Gavin Callaghan, Labour councillor for Pitsea north west, claims out of the 412 timber-clad and framed houses on the estate, fire checks have only been carried out at 359.
Mr Callaghan revealed the figures after a meeting with Basildon Council officers into progress on the estate.
Council and housing chiefs had previously promised to install safer cladding to the timber-framed homes, at a cost of £5,000 per house, but this still hasn’t been done.
James Henderson, the council’s property services business manager, insisted it had done all it could to make sure houses were safe from fire.
But Mr Callaghan said people had “heard enough talking”.

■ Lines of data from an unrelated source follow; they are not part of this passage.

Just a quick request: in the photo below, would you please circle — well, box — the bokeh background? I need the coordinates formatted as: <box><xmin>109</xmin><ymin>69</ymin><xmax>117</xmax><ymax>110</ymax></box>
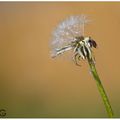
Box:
<box><xmin>0</xmin><ymin>2</ymin><xmax>120</xmax><ymax>118</ymax></box>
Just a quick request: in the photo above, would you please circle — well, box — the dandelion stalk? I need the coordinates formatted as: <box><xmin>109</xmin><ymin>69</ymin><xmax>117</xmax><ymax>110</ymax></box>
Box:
<box><xmin>51</xmin><ymin>15</ymin><xmax>114</xmax><ymax>117</ymax></box>
<box><xmin>88</xmin><ymin>58</ymin><xmax>114</xmax><ymax>118</ymax></box>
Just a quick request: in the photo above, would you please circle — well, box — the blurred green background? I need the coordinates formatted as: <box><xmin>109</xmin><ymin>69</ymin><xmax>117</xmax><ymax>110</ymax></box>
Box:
<box><xmin>0</xmin><ymin>2</ymin><xmax>120</xmax><ymax>118</ymax></box>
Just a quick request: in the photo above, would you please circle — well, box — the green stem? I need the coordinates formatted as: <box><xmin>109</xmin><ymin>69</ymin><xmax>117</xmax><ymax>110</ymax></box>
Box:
<box><xmin>88</xmin><ymin>59</ymin><xmax>114</xmax><ymax>118</ymax></box>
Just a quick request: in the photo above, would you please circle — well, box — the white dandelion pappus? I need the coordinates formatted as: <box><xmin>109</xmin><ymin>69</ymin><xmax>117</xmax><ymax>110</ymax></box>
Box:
<box><xmin>51</xmin><ymin>15</ymin><xmax>97</xmax><ymax>65</ymax></box>
<box><xmin>51</xmin><ymin>15</ymin><xmax>88</xmax><ymax>51</ymax></box>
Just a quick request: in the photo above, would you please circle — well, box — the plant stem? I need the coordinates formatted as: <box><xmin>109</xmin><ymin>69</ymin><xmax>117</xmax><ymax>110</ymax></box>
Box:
<box><xmin>88</xmin><ymin>59</ymin><xmax>114</xmax><ymax>118</ymax></box>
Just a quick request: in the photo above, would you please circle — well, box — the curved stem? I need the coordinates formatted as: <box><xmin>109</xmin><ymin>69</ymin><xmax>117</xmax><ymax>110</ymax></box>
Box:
<box><xmin>88</xmin><ymin>59</ymin><xmax>114</xmax><ymax>118</ymax></box>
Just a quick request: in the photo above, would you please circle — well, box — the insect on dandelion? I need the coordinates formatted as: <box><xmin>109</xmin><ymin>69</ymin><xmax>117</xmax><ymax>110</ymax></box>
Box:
<box><xmin>50</xmin><ymin>15</ymin><xmax>114</xmax><ymax>117</ymax></box>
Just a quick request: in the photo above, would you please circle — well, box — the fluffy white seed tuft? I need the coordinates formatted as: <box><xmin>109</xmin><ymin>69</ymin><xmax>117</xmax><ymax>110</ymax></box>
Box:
<box><xmin>51</xmin><ymin>15</ymin><xmax>90</xmax><ymax>57</ymax></box>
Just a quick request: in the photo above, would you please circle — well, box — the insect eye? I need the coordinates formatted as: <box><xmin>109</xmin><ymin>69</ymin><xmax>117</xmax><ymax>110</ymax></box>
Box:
<box><xmin>92</xmin><ymin>40</ymin><xmax>97</xmax><ymax>48</ymax></box>
<box><xmin>88</xmin><ymin>39</ymin><xmax>97</xmax><ymax>48</ymax></box>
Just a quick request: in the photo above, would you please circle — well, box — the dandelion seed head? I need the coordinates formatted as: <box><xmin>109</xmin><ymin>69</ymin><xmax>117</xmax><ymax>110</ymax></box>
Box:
<box><xmin>50</xmin><ymin>15</ymin><xmax>97</xmax><ymax>67</ymax></box>
<box><xmin>51</xmin><ymin>15</ymin><xmax>90</xmax><ymax>56</ymax></box>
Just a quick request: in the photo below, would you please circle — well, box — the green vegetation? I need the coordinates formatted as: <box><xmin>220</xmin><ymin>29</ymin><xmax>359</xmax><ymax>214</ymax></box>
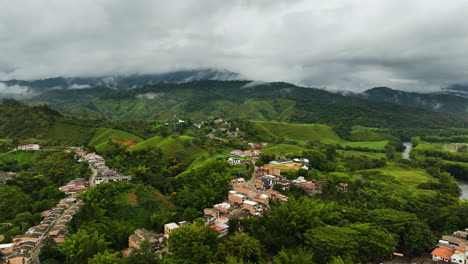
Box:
<box><xmin>0</xmin><ymin>151</ymin><xmax>91</xmax><ymax>242</ymax></box>
<box><xmin>361</xmin><ymin>164</ymin><xmax>437</xmax><ymax>195</ymax></box>
<box><xmin>88</xmin><ymin>128</ymin><xmax>143</xmax><ymax>152</ymax></box>
<box><xmin>261</xmin><ymin>144</ymin><xmax>308</xmax><ymax>156</ymax></box>
<box><xmin>340</xmin><ymin>140</ymin><xmax>389</xmax><ymax>150</ymax></box>
<box><xmin>42</xmin><ymin>81</ymin><xmax>468</xmax><ymax>130</ymax></box>
<box><xmin>349</xmin><ymin>128</ymin><xmax>397</xmax><ymax>141</ymax></box>
<box><xmin>0</xmin><ymin>151</ymin><xmax>46</xmax><ymax>171</ymax></box>
<box><xmin>4</xmin><ymin>96</ymin><xmax>468</xmax><ymax>263</ymax></box>
<box><xmin>252</xmin><ymin>121</ymin><xmax>344</xmax><ymax>144</ymax></box>
<box><xmin>46</xmin><ymin>121</ymin><xmax>96</xmax><ymax>145</ymax></box>
<box><xmin>340</xmin><ymin>150</ymin><xmax>386</xmax><ymax>159</ymax></box>
<box><xmin>129</xmin><ymin>135</ymin><xmax>206</xmax><ymax>163</ymax></box>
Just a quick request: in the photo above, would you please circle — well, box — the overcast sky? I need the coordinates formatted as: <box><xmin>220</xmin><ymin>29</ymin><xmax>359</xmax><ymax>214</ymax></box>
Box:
<box><xmin>1</xmin><ymin>0</ymin><xmax>468</xmax><ymax>92</ymax></box>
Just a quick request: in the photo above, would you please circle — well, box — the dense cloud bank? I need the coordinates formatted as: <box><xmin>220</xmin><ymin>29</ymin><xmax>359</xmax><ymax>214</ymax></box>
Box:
<box><xmin>1</xmin><ymin>0</ymin><xmax>467</xmax><ymax>92</ymax></box>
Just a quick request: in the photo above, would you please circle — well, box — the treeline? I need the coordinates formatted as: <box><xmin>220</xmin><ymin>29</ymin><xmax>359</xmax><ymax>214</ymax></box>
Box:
<box><xmin>422</xmin><ymin>135</ymin><xmax>468</xmax><ymax>143</ymax></box>
<box><xmin>412</xmin><ymin>146</ymin><xmax>468</xmax><ymax>163</ymax></box>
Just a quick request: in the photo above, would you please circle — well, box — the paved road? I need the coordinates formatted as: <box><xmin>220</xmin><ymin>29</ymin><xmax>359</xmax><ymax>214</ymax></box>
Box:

He added: “If residents did not pay their council tax for three years, they would have people knocking on their doors – so in terms of fire safety, why are council officers not out there?
“We’ve had three years since one of the biggest fires Felmores has seen. Hopefully we can put enough pressure on them to make those houses as safe as they can be.
“History has shown us it will happen again.”
Fire ripped through Bockingham Green in November 2009, when arsonists set fire to a fly-tipped sofa. It destroyed eight homes and forced many more residents to be evacuated.
Then in April this year, a fire raged through nearby Winstree, bearing a shocking resemblance to events three years earlier.
Mr Callaghan has also called for an independent fire report to be carried out, rather than the council hiring consultants to do the work.
Mr Henderson said a scheme to replace the timber cladding with a more energy efficient product fell through, but the council hoped to find a suitable contractor soon and begin work by the end of the year. He also said the council had also not been able to access all the properties to check on fire safety.
He said: “Of the 53 dwellings where the council has not been able to access, 40 are either leaseholders or freeholders. Although the council offered to carry out the inspection free-of-charge to leaseholders and freeholders, it has no legal powers to forceaccess.
“It will, however, be taking robust action, including applying to the courts to obtain a housing injunction against the 13 tenants who have not allowed access, as it is a breach of their tenancy.”